The analysis provided, " ... a uniform comparison of all the alternatives under review," Nicol said, but the massive study has not yet eliminated any of the routes. The decision on their one preferred route will be made before the end of the year.

The study measured the 12 alternatives against nine performance goals developed earlier in the study, with three goals weighted more heavily: Indianapolis to Evansville travel time, improved personal accessibility and international and interstate freight movement. Other performance criteria included long-term economic growth, congestion relief and safety.

"It is not any one factor that we based our decision on," Nicol said.

Vince Bernardin of Bernardin, Lochmueller and Associates, the consulting firm hired by INDOT to conduct the study, said the ranking of the long-term economic benefits of the various routes considers possible economic harm done to Sullivan, Vigo and Clay counties. Many say those counties would suffer a reduced volume of traffic as a result of the highway bypassing the area, making some counties' economic boom a bust to others.

"The entire analysis assumed that a lot of things are going to be happening in southern Indiana, apart from I-69," he said.

The study showed three of the preferred alternatives among the five most expensive, with a projected cost of $930 million for the least expensive -- U.S. 41/I-70 -- to more than $1.76 billion.

"We've said all along, this is a billion dollar project," Nicol said.

Accompanying Wednesday's announcement were one volume of papers devoted to the environmental impact study, a second with documents used to support the study, and an atlas of geographic information using a new information system.
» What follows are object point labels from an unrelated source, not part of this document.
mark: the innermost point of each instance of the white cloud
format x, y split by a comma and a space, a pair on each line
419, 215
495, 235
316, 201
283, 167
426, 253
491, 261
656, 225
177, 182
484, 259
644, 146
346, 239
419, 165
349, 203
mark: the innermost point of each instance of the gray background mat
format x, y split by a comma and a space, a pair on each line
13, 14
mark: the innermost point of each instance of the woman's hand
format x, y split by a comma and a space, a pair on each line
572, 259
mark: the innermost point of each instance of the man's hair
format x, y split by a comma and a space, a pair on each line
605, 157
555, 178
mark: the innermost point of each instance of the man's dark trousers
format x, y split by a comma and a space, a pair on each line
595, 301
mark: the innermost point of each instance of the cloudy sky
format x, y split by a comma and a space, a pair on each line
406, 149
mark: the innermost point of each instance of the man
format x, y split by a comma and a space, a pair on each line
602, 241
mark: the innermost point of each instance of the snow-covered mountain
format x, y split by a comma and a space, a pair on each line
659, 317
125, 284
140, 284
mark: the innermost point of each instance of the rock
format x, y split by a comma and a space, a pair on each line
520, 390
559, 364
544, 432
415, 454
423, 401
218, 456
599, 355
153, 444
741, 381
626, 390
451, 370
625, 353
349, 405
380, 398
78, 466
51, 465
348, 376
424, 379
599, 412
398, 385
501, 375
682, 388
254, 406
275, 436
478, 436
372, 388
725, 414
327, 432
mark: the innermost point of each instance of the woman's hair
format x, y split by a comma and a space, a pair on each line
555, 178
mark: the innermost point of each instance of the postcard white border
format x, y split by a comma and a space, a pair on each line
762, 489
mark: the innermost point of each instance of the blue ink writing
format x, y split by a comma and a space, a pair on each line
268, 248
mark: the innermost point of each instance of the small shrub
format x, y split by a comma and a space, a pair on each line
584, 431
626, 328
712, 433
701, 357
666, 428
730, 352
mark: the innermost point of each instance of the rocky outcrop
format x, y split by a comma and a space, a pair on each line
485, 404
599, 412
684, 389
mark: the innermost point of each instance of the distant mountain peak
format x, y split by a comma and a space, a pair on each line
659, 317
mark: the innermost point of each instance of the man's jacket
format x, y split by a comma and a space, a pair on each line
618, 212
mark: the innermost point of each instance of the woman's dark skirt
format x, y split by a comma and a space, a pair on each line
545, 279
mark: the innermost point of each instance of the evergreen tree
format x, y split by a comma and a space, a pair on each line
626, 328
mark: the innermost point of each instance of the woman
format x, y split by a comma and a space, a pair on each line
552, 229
The system allowed INDOT to layer a wide variety of information onto maps to assist in its work. That atlas would be of value for years in other southwestern Indiana projects, Nicol said.

All three volumes will be available in libraries in the 26 counties covered in the study, or can be downloaded from the Web site www.i69indyevn.org.

Nicol said the normal public comment period for the federally mandated study has been doubled to 90 days, and that INDOT would conduct another trio of public meetings in mid-August in Evansville, Terre Haute and Bloomington. Critics have complained that the quick scheduling doesn't allow time for the public to study such a large volume of material in time to make intelligent comments.

Nicol said they wanted to get information out to the public quickly, and doubling the input time period, which ends Nov. 7, will give everybody a chance to weigh in.

"Public meetings are simply another way to carry public comment," Nicol said. "A letter sent on the 89th day carries the same weight as a comment made at the meetings."

"For every person who is asking us to extend that deadline, there is another asking us to make a decision," he added.

The announcement on the single preferred alternative will be made before the end of the year, Nicol said. The Federal Highway Administration will take that recommendation, he said, and issue a record of decision next year. From that, the state could begin to look at specific road beds and design.